Yaşlı bireylerin ancak aile ortamında huzur bulacağına vurgu yapan Sağlam, "Yaşlı bireylerin bakımının aile üyeleri tarafından yapılması için gerekli teşvik ve destek sağlanmalıdır. Toplumsal bilinç düzeyini artırmak adına eğitimin tüm kademelerinde aile kurumunun ve büyüklerimize sahip çıkmanın önemi müfredata yerleştirilmelidir. Unutulmamalıdır ki; yaşlılarımız ancak aile ortamında huzur bulabilirler. Şefkat ve merhametten yoksun, evlat hasreti çekilen evlerde asla huzur olmaz. Yaşlıların, huzurevine; çocukların ıslahevlerine, kadınların ise sığınma evlerine yerleştirildiği bir toplumsal düzenin bizim medeniyetimizde yeri olmadığı gibi aile kurumunun yok olması anlamına gelmektedir." ifadelerini kullandı.
"Destekler tüketime değil, üretime yapılmalıdır"
Temel gıda fiyatlarındaki artışa dikkat çeken Sağlam, "Son bir yılda temel gıda fiyatlarındaki artış, enflasyon oranını katlamıştır. TÜİK verilerine göre gıda enflasyon oranı yüzde 20'nin üzerinde gerçekleşmiştir. Temel ihtiyaç maddelerinin raf fiyatlarındaki aşırı artışlar, bu alanda gerçekçi tedbirler almayı zorunlu hale getirmiştir. Bu bağlamda sadece market ve pazarlar gibi perakendecilere odaklanarak etiket avcılığına çıkmak, ya da sınırlı sayıda tanzim satış noktaları oluşturmak, günü kurtarmaya yöneliktir. Piyasa fırsatçılarıyla mücadele rutin bir uygulama olsa da esas kalıcı tedbir; talebi karşılayabilecek kadar üretim gerçekleştirmekle olur. Hükümet, salgın sürecini atlatmak için birçok destekleyici paket açıklamış, doğrudan nakit yardımı ve kredilerle büyük meblağlarda nakit akışı sağlamıştır. Ancak bu destekler üretimden çok, tüketime gitmektedir. Bu durum piyasada tüketim talebini körüklerken, gıda üretimine farklı bir destekleyici yöntem geliştirilmemiştir." dedi.
HÜDA PAR Genel Başkanı İshak Sağlam
"Yeterli üretim için maliyetler düşürülmeli, desteklerde artışlara gidilmelidir"
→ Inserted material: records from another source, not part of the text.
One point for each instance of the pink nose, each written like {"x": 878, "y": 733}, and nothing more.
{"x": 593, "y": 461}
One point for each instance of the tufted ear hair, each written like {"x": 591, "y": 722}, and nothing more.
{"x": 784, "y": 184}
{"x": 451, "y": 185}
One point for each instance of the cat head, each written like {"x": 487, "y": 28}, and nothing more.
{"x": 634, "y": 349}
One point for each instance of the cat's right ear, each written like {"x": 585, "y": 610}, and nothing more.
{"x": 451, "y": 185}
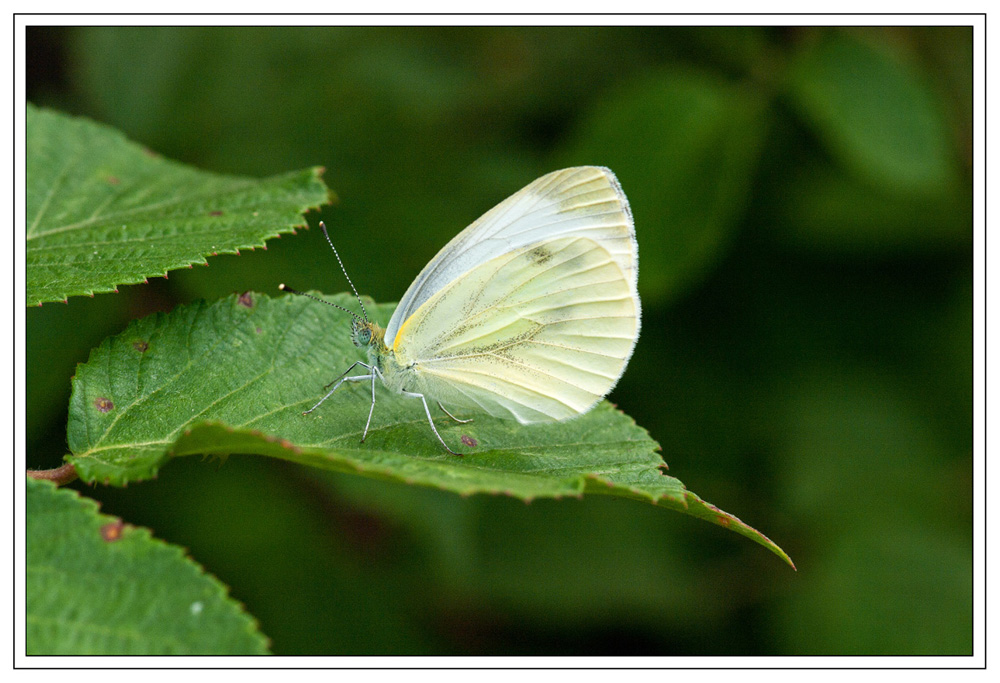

Destek paketlerinin üretim alanlarına aktarılması gerektiğini söyleyen Sağlam, "Üretim maliyetlerinin artması ve teşviklerin maliyetlere oranla çok düşük seviyelerde kalması, üretimi cazip olmaktan çıkarmaktadır. Bunun sonucunda ekmeklik buğday, ayçiçeği ve mercimek gibi temel gıda ürünlerinin ithalatında gümrük vergileri sıfırlanmıştır. Daha planlı ve kapsamlı projeler geliştirip gerekli destekleri sağlamak gerekir. Yeterli üretim için maliyetler düşürülmeli, desteklerde artışlara gidilmelidir. Destek paketlerinin yönü, üretim faaliyetlerine kanalize edilmelidir. Üreticinin elinden alınan ürün fiyatı ile tüketiciye yansıyan fiyat arasındaki derin uçurum mutlaka giderilmelidir." ifadelerini kullandı.
"Yolsuzluk algı endeksi"
Uluslararası Şeffaflık Örgütünün açıkladığı Yolsuzluk Algı Endeksini değerlendiren Sağlam, "Uluslararası Şeffaflık Örgütünün açıkladığı 2020 yılı Yolsuzluk Algı Endeksinde Türkiye 40 puanla 86'ncı sırada yer almış ve Avrupa ülkeleri arasında son sıraya yerleşmiştir. Şeffaflık Örgütü açıklamasında; açıklık, şeffaflık ve hukuk devleti olmaktan uzaklaşıldıkça yolsuzlukla mücadele kabiliyetinin düştüğüne işaret edilmektedir. Bu tür uluslararası raporların değerlendirmelerinin objektifliği elbette tartışılabilir. Bununla birlikte konu hakkında yaklaşık bir bakış açısı oluşturduğu da inkâr edilemez. Hem merkezi hem de yerel yönetimler halka ait olan bütçeyi, halkın yararına kullanmakla yükümlüdür. Kamu kurumları, ancak şeffaflık ilkesi ve kamu yararı ölçüsü gözetilerek harcamalar yapabilir. Gelir gider dengesini gözetme, adaleti koruma ve israftan kaçınma, bu yükümlülüğü yerine getirmenin temel prensipleridir." dedi.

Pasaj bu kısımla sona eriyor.